For new customers, Bentley outlines four entry points into the brand: train, perform, recover, and repair. “The question we ask is simple. What are you trying to solve for? If you want to strengthen your kinetic chain, start with a training shoe. If you are coming back from an injury, that is a different entry point. There is a starting place for everyone.”

On sustainability, the brand operates a Canadian resale platform called Reloved, which allows customers to list previously owned pairs and gives Vivobarefoot a channel to move returned product in resellable condition. Globally, its ReVivo program accounts for up to 15 percent of sales. “There are billions of pairs of shoes entering landfills every year,” Bentley said. “We want to think differently about how footwear is made, repaired, reused, and kept in circulation longer.”
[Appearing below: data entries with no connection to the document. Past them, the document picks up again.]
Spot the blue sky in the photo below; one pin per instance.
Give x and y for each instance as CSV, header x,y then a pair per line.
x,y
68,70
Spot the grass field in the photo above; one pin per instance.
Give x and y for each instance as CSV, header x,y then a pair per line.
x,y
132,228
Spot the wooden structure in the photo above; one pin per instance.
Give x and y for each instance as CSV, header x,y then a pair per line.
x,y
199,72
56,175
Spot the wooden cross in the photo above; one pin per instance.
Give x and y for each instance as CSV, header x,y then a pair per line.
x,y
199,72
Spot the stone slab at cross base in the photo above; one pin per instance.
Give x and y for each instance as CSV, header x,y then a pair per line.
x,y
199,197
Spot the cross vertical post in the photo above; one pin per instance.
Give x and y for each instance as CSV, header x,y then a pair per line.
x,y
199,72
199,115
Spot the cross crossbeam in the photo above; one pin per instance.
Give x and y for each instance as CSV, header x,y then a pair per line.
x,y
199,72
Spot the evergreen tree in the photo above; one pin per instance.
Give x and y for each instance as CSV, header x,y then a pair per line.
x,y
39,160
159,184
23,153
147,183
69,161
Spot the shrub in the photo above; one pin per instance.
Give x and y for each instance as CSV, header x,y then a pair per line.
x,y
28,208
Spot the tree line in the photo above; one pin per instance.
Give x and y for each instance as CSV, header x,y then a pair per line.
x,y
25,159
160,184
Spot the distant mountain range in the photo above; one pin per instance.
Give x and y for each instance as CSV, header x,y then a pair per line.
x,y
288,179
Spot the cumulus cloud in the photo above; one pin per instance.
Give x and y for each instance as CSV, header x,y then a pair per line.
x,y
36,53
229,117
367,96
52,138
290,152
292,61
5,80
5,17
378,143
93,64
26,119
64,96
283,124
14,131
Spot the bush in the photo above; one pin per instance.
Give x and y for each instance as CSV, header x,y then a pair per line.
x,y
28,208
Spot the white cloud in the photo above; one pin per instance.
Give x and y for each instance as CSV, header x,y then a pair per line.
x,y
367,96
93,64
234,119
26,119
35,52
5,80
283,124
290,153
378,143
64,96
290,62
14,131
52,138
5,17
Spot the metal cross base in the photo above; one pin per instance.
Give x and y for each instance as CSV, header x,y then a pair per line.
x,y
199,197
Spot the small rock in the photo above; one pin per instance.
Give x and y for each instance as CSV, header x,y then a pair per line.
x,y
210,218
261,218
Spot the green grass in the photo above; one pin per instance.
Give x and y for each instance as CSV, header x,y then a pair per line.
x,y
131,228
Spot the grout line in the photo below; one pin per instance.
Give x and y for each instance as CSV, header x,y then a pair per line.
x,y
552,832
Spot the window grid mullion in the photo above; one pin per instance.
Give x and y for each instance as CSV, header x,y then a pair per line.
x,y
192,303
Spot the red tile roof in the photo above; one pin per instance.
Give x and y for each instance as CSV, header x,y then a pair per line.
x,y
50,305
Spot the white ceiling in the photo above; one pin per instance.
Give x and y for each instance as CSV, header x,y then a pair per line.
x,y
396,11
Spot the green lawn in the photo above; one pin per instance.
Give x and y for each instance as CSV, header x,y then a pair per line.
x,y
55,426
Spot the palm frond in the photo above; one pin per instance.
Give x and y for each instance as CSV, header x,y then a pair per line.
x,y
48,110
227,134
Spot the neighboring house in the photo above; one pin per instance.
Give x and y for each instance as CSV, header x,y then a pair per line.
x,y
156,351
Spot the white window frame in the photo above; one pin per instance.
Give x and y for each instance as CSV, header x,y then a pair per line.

Rather than directing Toronto customers to the national account, the brand launched a dedicated Instagram, @vivobarefoot.to. Bentley said the decision came down to relevance. “Why follow accounts that don’t speak to your community? We want people in Toronto to have a feed that talks about barefoot health and movement in their own neighbourhood and space.”

With Toronto on deck and Montreal identified as the next Canadian market on the radar, hiring for the Queen Street West location is still underway.

“Come in and have a conversation with us,” Bentley said. “We would love to introduce people to what Leonardo da Vinci called a biomechanical miracle at the end of their legs, and what it actually needs to perform the way it was designed to.”